American writer and literary critic

Edna Kenton (March 17, 1876 – February 28, 1954) was an American writer and literary critic. Kenton is best remembered for her 1928 work The Book of Earths, which collected various unusual and controversial theories about a hollow earth, Atlantis, and similar matters.

==Early life and education==
Edna Baldwin Kenton was born in Springfield, Missouri in 1876. Her father, James Edgar Kenton, was a bookkeeper. She attended Drury College, as did her brother Maurice and her sister Mabel, and graduated from the University of Michigan in 1897. She worked in Chicago as a young woman, where she knew Theodore Dreiser.

==Career==
Kenton's first novel, What Manner of Man (1903), was published while she was still in her twenties. A second, Clem, followed in 1907. Later she concentrated on essays and short stories, as a contributor to Harper's Magazine, Century Magazine, Virginia Quarterly Review, and other periodicals.
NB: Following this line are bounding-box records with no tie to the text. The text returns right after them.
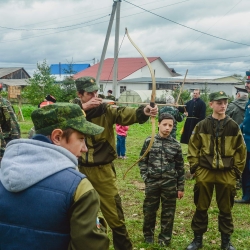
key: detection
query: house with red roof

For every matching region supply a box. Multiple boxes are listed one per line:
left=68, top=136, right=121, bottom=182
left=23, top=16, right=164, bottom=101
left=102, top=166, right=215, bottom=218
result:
left=73, top=57, right=180, bottom=97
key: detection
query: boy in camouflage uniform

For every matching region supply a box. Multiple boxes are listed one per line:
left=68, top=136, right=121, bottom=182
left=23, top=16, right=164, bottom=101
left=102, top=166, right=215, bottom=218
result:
left=139, top=113, right=184, bottom=246
left=0, top=90, right=21, bottom=162
left=159, top=95, right=185, bottom=138
left=186, top=91, right=246, bottom=250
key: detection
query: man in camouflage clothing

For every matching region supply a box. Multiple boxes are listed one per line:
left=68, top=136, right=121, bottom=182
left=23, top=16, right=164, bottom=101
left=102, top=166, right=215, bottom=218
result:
left=159, top=95, right=185, bottom=138
left=186, top=91, right=246, bottom=250
left=72, top=77, right=158, bottom=250
left=139, top=113, right=184, bottom=246
left=0, top=89, right=21, bottom=162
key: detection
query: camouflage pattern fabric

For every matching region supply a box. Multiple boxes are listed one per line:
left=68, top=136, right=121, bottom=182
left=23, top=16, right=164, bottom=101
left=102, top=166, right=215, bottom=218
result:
left=0, top=96, right=21, bottom=161
left=159, top=106, right=185, bottom=138
left=28, top=127, right=36, bottom=139
left=75, top=76, right=99, bottom=92
left=105, top=95, right=115, bottom=101
left=139, top=134, right=185, bottom=244
left=31, top=103, right=104, bottom=135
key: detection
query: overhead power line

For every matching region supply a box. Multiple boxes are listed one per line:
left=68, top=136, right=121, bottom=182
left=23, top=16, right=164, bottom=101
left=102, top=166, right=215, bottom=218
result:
left=0, top=14, right=110, bottom=31
left=123, top=0, right=250, bottom=47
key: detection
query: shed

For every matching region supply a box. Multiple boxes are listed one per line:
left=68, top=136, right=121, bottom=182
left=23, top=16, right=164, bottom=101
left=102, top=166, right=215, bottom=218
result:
left=118, top=90, right=172, bottom=104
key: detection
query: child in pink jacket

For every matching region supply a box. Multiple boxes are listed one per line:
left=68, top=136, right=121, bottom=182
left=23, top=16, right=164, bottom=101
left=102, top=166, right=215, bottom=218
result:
left=116, top=124, right=129, bottom=159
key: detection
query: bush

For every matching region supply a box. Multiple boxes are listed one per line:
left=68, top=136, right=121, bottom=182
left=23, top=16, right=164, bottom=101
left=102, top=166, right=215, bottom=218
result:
left=13, top=104, right=37, bottom=119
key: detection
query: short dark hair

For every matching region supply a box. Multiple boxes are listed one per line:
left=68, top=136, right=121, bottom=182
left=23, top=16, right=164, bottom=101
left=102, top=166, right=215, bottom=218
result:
left=77, top=89, right=85, bottom=95
left=158, top=113, right=175, bottom=123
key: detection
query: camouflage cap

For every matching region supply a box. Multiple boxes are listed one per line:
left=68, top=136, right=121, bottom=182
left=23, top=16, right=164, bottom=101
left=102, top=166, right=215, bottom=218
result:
left=234, top=85, right=248, bottom=94
left=209, top=91, right=228, bottom=102
left=158, top=113, right=175, bottom=123
left=31, top=103, right=104, bottom=135
left=75, top=76, right=99, bottom=92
She also served on the advisory board of The Seven Arts, a short-lived but influential literary magazine. Kenton wrote some important criticism of Henry James, especially her essay "Henry James to the Ruminant Reader" (1924), which introduced a novel reading of The Turn of the Screw. Her last publication was an edited collection of Henry James stories.
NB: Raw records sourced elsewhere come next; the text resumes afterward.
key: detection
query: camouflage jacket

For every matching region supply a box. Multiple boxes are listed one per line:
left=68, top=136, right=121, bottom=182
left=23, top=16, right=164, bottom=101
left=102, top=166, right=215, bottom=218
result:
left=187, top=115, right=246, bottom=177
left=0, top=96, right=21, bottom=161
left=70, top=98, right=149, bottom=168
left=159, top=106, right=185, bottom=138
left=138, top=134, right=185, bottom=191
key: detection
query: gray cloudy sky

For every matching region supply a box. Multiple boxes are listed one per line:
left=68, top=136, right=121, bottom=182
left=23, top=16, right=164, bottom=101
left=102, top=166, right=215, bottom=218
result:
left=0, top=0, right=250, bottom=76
She is credited with writing the screenplay for the silent film Bondage (1917), directed by Ida May Park and starring Dorothy Phillips.

Kenton was an active suffragist and a charter member of Heterodoxy, a feminist debating club based in Greenwich Village. She served on the executive board of the Provincetown Players, led by fellow Heterodites Eleanor Fitzgerald and Susan Glaspell, and wrote a history of the company, published many years later. She also wrote a biography of her kinsman, frontiersman Simon Kenton, and several books based on the letters of Jesuit missionaries in North America. But it was The Book of Earths (1928), her collection of esoteric theories about a hollow earth, Atlantis, ancient maps, and similar topics, that found the most enthusiastic and lasting readership, and continues in print.

==Personal life==
Edna Kenton died in 1954, age 77; author Leon Edel eulogized her in the New York Times. A small collection of her papers is at Columbia University.